July 1 (Reuters) - Major U.S. airlines have agreed to update computer systems by the end of 2024 to allow travelers to purchase tickets with an "X" gender marker, an airline trade group confirmed on Friday.

U.S. Senator Ron Wyden, in a letter to Airlines for America Chief Executive Nick Calio that was seen by Reuters, said member airlines committed to the change after he had engaged with the group. A spokeswoman for the airline group confirmed that Wyden's letter was accurate.

Airlines for America represents passenger carriers Delta Air Lines (DAL.N), United Airlines (UAL.O), American Airlines (AAL.O), Southwest Airlines (LUV.N), Alaska Airlines (ALK.N), Hawaiian Airlines (HA.O) and JetBlue Airways (JBLU.O).

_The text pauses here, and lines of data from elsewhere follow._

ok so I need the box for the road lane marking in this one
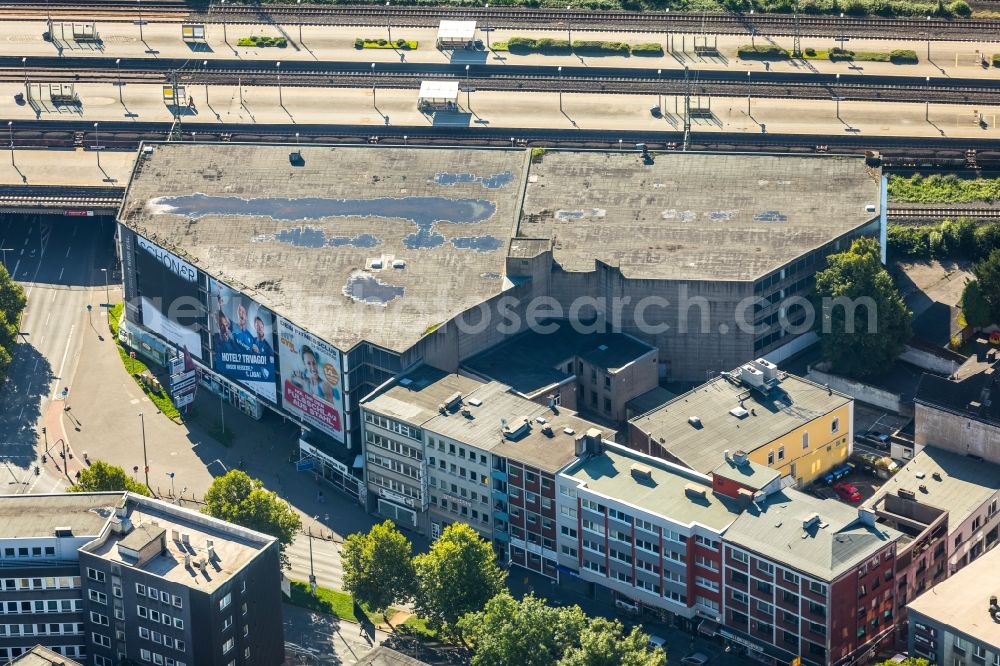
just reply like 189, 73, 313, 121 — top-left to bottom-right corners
44, 312, 50, 326
58, 267, 64, 281
11, 260, 19, 276
50, 324, 75, 399
65, 246, 71, 258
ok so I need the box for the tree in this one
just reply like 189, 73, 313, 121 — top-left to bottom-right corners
875, 659, 928, 666
70, 460, 151, 496
458, 592, 588, 666
0, 264, 26, 383
202, 470, 302, 567
973, 248, 1000, 324
814, 237, 912, 378
341, 520, 416, 625
960, 279, 993, 328
558, 617, 665, 666
413, 523, 506, 639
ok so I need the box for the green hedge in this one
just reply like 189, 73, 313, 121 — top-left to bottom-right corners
889, 49, 918, 64
737, 44, 789, 60
993, 54, 1000, 68
888, 219, 1000, 260
236, 36, 287, 48
506, 36, 572, 54
889, 173, 1000, 204
571, 40, 630, 55
355, 37, 416, 49
631, 42, 664, 56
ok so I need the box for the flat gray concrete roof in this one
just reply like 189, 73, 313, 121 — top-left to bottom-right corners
630, 371, 851, 474
563, 444, 743, 531
362, 365, 485, 426
519, 151, 879, 281
120, 144, 527, 353
0, 492, 120, 539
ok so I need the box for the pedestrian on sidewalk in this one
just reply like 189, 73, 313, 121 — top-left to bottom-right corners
317, 490, 324, 504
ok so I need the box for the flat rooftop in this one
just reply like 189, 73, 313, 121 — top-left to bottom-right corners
0, 492, 120, 539
724, 488, 903, 581
907, 544, 1000, 648
363, 365, 485, 426
120, 144, 527, 353
463, 324, 655, 398
425, 379, 613, 472
712, 456, 780, 490
519, 151, 879, 281
630, 372, 852, 474
563, 444, 742, 531
865, 446, 1000, 529
83, 495, 274, 592
10, 645, 83, 666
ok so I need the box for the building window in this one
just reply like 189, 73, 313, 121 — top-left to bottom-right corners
809, 581, 827, 596
802, 432, 809, 448
767, 451, 774, 465
731, 549, 748, 564
219, 593, 232, 611
783, 570, 799, 584
92, 633, 111, 648
136, 583, 146, 596
831, 418, 840, 433
141, 649, 152, 662
222, 637, 235, 654
86, 568, 105, 583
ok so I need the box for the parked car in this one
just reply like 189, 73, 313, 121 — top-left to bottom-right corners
833, 481, 862, 503
680, 653, 710, 665
648, 635, 667, 652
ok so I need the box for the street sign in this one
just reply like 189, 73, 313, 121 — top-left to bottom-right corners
296, 459, 315, 472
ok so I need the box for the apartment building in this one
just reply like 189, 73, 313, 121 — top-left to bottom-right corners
629, 362, 853, 487
555, 442, 747, 626
9, 645, 83, 666
0, 492, 284, 666
721, 490, 904, 666
361, 365, 611, 546
867, 446, 1000, 586
907, 545, 1000, 666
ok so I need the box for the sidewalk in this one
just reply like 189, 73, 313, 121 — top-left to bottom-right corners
9, 19, 1000, 79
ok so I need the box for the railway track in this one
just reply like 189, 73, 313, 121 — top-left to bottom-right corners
3, 1, 1000, 40
885, 205, 1000, 220
8, 58, 1000, 105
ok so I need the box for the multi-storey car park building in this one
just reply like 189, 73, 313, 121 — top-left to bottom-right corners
721, 490, 904, 666
629, 362, 854, 488
0, 493, 284, 666
115, 144, 881, 499
906, 544, 1000, 666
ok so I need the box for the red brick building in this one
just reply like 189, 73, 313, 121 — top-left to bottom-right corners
721, 488, 903, 666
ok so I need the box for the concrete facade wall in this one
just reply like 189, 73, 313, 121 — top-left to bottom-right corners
915, 402, 1000, 466
808, 368, 912, 417
899, 344, 962, 376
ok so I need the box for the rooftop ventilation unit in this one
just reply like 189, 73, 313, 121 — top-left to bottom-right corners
208, 546, 216, 562
392, 260, 406, 269
802, 513, 821, 530
184, 554, 191, 568
752, 358, 778, 381
898, 488, 916, 500
461, 409, 474, 419
684, 483, 708, 500
54, 527, 73, 538
503, 419, 531, 440
563, 427, 575, 436
541, 425, 554, 437
631, 463, 653, 482
729, 406, 749, 418
399, 378, 413, 387
370, 259, 383, 270
932, 472, 942, 481
535, 417, 548, 424
467, 398, 483, 407
171, 529, 180, 542
688, 416, 702, 428
445, 392, 463, 410
181, 533, 191, 546
740, 364, 765, 388
733, 450, 750, 465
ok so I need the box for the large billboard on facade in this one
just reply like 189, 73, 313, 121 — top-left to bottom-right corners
208, 278, 277, 404
277, 318, 345, 443
135, 236, 204, 358
119, 225, 140, 324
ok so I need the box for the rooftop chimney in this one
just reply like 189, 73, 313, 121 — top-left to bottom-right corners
630, 463, 653, 482
685, 483, 708, 500
989, 596, 1000, 622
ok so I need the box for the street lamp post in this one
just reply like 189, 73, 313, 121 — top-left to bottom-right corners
925, 75, 930, 121
297, 0, 303, 44
386, 1, 392, 42
166, 471, 175, 497
116, 58, 122, 103
747, 70, 751, 117
93, 122, 101, 169
203, 60, 209, 105
371, 62, 376, 109
100, 267, 109, 309
21, 57, 27, 95
835, 73, 840, 119
465, 64, 470, 109
276, 61, 282, 106
566, 5, 572, 44
926, 15, 931, 61
838, 12, 844, 49
220, 0, 227, 45
484, 4, 490, 51
139, 412, 149, 489
7, 121, 13, 167
657, 68, 662, 113
558, 65, 563, 111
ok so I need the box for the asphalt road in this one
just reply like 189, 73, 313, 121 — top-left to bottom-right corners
0, 213, 116, 495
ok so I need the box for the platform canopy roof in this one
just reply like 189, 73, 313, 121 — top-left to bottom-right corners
418, 80, 460, 101
437, 20, 476, 42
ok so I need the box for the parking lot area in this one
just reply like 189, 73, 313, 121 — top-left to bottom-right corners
854, 403, 911, 442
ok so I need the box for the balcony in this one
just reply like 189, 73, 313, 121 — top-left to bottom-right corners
491, 469, 508, 483
494, 509, 509, 522
492, 488, 508, 502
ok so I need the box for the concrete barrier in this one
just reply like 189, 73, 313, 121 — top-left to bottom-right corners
807, 367, 912, 417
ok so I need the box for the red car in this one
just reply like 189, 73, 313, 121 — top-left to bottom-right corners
833, 482, 862, 503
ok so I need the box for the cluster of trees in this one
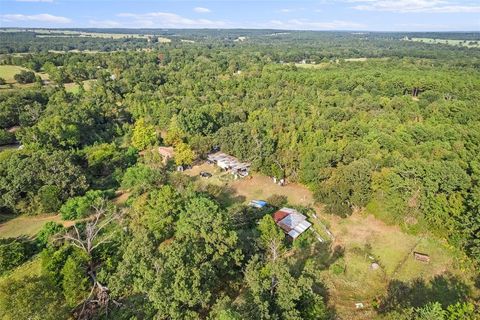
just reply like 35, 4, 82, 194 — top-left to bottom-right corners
0, 30, 479, 319
13, 70, 36, 84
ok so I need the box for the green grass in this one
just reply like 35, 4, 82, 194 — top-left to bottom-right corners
64, 79, 96, 93
0, 65, 29, 83
0, 214, 66, 239
316, 211, 478, 319
0, 257, 42, 286
0, 65, 49, 90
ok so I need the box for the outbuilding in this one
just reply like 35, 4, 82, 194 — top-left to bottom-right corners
272, 207, 312, 240
207, 152, 250, 178
249, 200, 268, 209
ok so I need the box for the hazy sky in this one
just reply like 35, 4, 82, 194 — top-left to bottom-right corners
0, 0, 479, 31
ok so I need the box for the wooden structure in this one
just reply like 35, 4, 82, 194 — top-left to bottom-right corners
413, 251, 430, 263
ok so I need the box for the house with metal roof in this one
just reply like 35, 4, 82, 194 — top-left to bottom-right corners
272, 207, 312, 240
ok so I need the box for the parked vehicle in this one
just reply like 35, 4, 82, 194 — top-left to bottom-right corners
200, 171, 212, 178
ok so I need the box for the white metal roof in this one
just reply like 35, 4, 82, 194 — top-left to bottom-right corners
278, 212, 306, 228
288, 229, 301, 239
293, 220, 312, 234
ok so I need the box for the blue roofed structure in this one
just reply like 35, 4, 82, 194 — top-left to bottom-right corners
249, 200, 268, 208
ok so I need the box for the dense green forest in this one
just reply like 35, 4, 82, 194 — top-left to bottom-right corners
0, 29, 479, 319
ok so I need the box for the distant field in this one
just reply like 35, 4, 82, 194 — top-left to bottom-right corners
406, 37, 480, 48
64, 79, 96, 93
33, 29, 171, 42
0, 28, 172, 42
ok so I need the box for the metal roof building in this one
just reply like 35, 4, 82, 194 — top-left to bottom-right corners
272, 207, 312, 240
207, 152, 250, 177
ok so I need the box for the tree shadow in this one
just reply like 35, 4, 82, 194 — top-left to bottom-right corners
378, 273, 471, 313
0, 210, 17, 224
202, 184, 246, 207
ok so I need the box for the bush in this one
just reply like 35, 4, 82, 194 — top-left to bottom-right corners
37, 185, 62, 213
0, 129, 15, 146
14, 70, 36, 84
60, 190, 104, 220
266, 194, 288, 208
330, 258, 346, 275
61, 255, 90, 307
37, 222, 64, 247
0, 77, 6, 85
121, 164, 165, 194
0, 239, 35, 275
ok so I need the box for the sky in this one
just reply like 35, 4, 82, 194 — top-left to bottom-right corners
0, 0, 479, 32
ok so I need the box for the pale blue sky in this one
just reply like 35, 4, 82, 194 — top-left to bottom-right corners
0, 0, 479, 31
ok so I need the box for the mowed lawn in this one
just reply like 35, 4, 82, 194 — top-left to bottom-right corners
0, 214, 74, 239
0, 65, 29, 83
0, 65, 50, 89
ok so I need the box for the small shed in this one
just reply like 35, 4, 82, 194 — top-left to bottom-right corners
272, 208, 312, 240
249, 200, 268, 209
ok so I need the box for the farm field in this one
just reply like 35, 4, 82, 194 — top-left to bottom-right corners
406, 37, 480, 48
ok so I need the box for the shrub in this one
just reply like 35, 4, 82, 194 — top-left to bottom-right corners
60, 190, 104, 220
0, 129, 15, 146
37, 222, 64, 247
61, 255, 90, 307
266, 194, 288, 208
330, 258, 346, 275
37, 185, 62, 213
0, 239, 32, 275
14, 70, 36, 84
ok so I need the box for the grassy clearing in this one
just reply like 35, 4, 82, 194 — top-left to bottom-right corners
294, 62, 330, 69
0, 214, 74, 239
322, 212, 477, 318
0, 257, 42, 286
0, 65, 49, 90
184, 163, 314, 207
406, 37, 480, 48
64, 79, 96, 93
0, 65, 29, 83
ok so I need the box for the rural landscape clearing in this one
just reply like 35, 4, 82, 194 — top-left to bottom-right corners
0, 0, 479, 319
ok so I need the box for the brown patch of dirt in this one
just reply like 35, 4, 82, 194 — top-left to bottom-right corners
230, 174, 314, 207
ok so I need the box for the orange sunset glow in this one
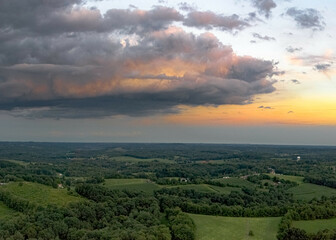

In March, the Biden administration said Americans would be allowed to choose an "X" for gender on their passport applications and select their sex on Social Security cards.

"Nobody should have to misgender themselves in order to book a flight," Wyden wrote. "And, by forcing travelers to book their ticket with inaccurate gender information, airlines also end up providing inaccurate information to the Transportation Security Administration (TSA)."

Wyden's letter said "member airlines will publish a page on their websites detailing the specific steps that nonbinary individuals can take to obtain tickets that reflect their gender, such as working with a customer service representative who can manually update the gender marker on their ticket."

Wyden's letter noted that United and American Airlines "have already changed their booking process to allow travelers to book tickets with an X gender marker, but not all U.S. airlines have followed their example."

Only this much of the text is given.